# Introduction
This Jupyter Notebook aims to analyze user behavior across different lending protocols, focusing on how users interact with various tokens as collateral and debt. Specifically, we will investigate the looping behavior of users, where assets are borrowed on one protocol and then deposited as collateral in another protocol. This analysis will help us understand the extent and impact of such behaviors on the lending ecosystem.

# Objectives
### Load the Data

- We will load loan data for multiple lending protocols from Google Cloud Storage. The datasets contain detailed information about users, their collateral, and debt across different protocols.
- The data loading process will be implemented flexibly to allow easy switching between data sources (e.g., from cloud storage to a local database).

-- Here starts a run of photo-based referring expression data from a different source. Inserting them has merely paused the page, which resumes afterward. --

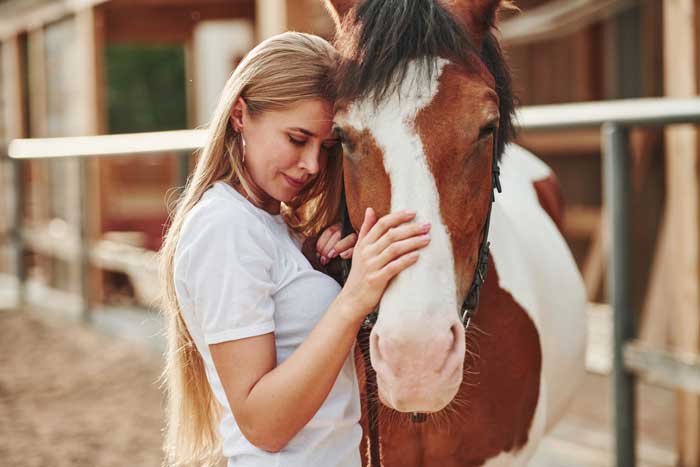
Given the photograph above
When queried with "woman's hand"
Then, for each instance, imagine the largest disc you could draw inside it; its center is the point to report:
(384, 248)
(329, 244)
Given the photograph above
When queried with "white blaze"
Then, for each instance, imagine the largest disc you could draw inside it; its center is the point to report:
(427, 289)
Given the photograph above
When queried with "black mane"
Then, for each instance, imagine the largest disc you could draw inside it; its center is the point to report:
(383, 36)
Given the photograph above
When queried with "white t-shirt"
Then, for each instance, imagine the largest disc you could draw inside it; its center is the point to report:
(239, 273)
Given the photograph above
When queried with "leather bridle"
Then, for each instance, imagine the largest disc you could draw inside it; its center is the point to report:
(466, 313)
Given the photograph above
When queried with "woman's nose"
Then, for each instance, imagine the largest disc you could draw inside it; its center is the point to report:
(309, 160)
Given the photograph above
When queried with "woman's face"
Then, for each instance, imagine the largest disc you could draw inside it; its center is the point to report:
(286, 149)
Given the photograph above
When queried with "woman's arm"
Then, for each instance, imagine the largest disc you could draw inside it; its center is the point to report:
(271, 403)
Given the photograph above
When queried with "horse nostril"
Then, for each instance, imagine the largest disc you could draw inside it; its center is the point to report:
(374, 345)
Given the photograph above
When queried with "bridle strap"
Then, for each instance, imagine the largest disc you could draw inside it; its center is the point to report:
(467, 310)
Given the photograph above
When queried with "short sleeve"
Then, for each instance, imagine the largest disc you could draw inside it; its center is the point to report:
(228, 258)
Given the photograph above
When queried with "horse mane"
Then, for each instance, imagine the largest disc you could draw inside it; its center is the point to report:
(383, 37)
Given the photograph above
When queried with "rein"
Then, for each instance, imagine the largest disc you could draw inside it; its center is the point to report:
(466, 313)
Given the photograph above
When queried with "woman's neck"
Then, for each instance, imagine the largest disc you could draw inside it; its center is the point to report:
(267, 203)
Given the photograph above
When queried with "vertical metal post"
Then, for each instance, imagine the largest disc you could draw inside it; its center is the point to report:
(84, 256)
(617, 201)
(16, 232)
(183, 169)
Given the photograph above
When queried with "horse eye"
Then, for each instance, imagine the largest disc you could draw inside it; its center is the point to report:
(348, 145)
(487, 130)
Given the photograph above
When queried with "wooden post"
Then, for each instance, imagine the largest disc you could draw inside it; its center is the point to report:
(90, 31)
(683, 301)
(15, 120)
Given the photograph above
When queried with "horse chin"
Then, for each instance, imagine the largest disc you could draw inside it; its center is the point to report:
(428, 398)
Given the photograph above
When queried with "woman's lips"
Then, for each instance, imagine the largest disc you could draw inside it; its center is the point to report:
(294, 182)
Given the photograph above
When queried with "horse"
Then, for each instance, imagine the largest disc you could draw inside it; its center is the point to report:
(425, 114)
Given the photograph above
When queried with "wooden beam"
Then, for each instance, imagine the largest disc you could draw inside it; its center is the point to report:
(579, 142)
(680, 80)
(132, 23)
(558, 18)
(16, 22)
(270, 18)
(674, 370)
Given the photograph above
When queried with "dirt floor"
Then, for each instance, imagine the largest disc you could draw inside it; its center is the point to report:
(70, 396)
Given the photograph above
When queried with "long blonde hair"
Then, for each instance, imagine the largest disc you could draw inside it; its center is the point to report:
(274, 75)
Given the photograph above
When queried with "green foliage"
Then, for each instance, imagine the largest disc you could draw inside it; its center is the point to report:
(146, 88)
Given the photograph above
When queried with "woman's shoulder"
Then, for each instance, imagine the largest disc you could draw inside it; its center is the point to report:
(220, 215)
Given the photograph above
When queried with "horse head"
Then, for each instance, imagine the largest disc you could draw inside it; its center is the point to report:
(424, 102)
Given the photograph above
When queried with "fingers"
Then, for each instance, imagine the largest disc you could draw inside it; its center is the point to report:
(325, 239)
(399, 233)
(347, 253)
(401, 248)
(398, 265)
(342, 245)
(385, 223)
(329, 250)
(368, 222)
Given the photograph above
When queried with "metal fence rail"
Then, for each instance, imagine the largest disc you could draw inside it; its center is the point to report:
(614, 118)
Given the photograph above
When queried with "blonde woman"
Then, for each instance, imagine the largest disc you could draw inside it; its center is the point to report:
(259, 343)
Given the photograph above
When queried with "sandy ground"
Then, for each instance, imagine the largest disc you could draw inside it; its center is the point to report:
(70, 396)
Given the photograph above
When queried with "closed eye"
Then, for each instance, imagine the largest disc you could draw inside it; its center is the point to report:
(296, 142)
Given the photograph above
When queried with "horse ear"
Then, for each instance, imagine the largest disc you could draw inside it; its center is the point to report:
(477, 16)
(339, 9)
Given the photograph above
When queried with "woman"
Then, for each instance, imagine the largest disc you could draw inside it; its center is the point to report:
(259, 343)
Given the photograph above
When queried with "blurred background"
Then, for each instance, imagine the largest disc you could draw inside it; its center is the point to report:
(80, 353)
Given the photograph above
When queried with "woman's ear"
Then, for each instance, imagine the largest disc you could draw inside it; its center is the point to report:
(239, 108)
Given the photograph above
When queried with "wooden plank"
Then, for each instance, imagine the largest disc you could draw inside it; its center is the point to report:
(654, 323)
(594, 266)
(673, 370)
(680, 79)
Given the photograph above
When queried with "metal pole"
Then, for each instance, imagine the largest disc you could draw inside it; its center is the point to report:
(16, 232)
(84, 239)
(617, 201)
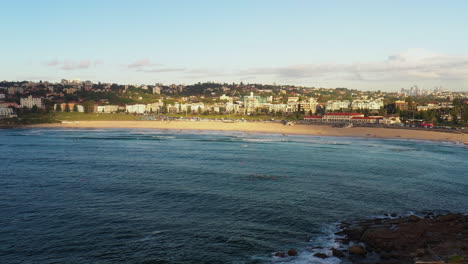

### Visualize User Behavior
- We will create visualizations to track the behavior of individual users across lending protocols, focusing on specific tokens such as "ETH", "wBTC", "USDC", "DAI", "USDT", "wstETH", "LORDS", "STRK", "UNO", and "ZEND".
- The visualizations will help answer several key questions:
  - How many users have borrowed an asset on one protocol and deposited the asset as collateral in another protocol?
  - How many users have completed a loop, i.e., deposited token X as collateral, borrowed token Y, deposited Y in another protocol, and borrowed X again?
  - What is the total dollar amount of tokens involved in these loops? How much are the deposits multiplied?
  - Which protocols are most subject to looping behavior? How do they compare on a per-token basis?

# Analysis and Insights
The analysis will not only address the predefined questions but also explore additional metrics and hypotheses that may arise during the investigation.
Meaningful outputs and insights will be provided, documenting the findings and their implications for the lending protocols.

# Loading the data

### From local Database

#### Postgres

In [None]:
import pandas as pd
import psycopg2
import matplotlib.pyplot as plt
import seaborn as sns
from IPython.display import display  # Only needed for Jupyter Notebook

# Connect to the PostgreSQL database
conn = psycopg2.connect(
    host='your_host',
    user='your_username',
    password='your_password',
    dbname='loans_db'
)

# List of protocols (table names in the PostgreSQL database)
protocols = ["zklend", "nostra_alpha", "nostra_mainnet", "hashstack_v0", "hashstack_v1"]

for protocol in protocols:
    print(f"Processing {protocol}...")
    
    # Query the data from the PostgreSQL database
    query = f"SELECT * FROM {protocol}"
    df = pd.read_sql_query(query, conn)
    
    pd.set_option('display.max_columns', None)  # Display all columns
    pd.set_option('display.max_colwidth', None)  # Display full column width
    pd.set_option('display.width', None)  # Adjust display width

    # Display the first rows
    display(df.head())

# Close the connection
conn.close()


#### MySQL

In [None]:
import pandas as pd
import mysql.connector
import matplotlib.pyplot as plt
import seaborn as sns
from IPython.display import display  # Only needed for Jupyter Notebook

# Connect to the MySQL database
conn = mysql.connector.connect(
    host='your_host',
    user='your_username',
    password='your_password',
    database='loans_db'
)

# List of protocols (table names in the MySQL database)
protocols = ["zklend", "nostra_alpha", "nostra_mainnet", "hashstack_v0", "hashstack_v1"]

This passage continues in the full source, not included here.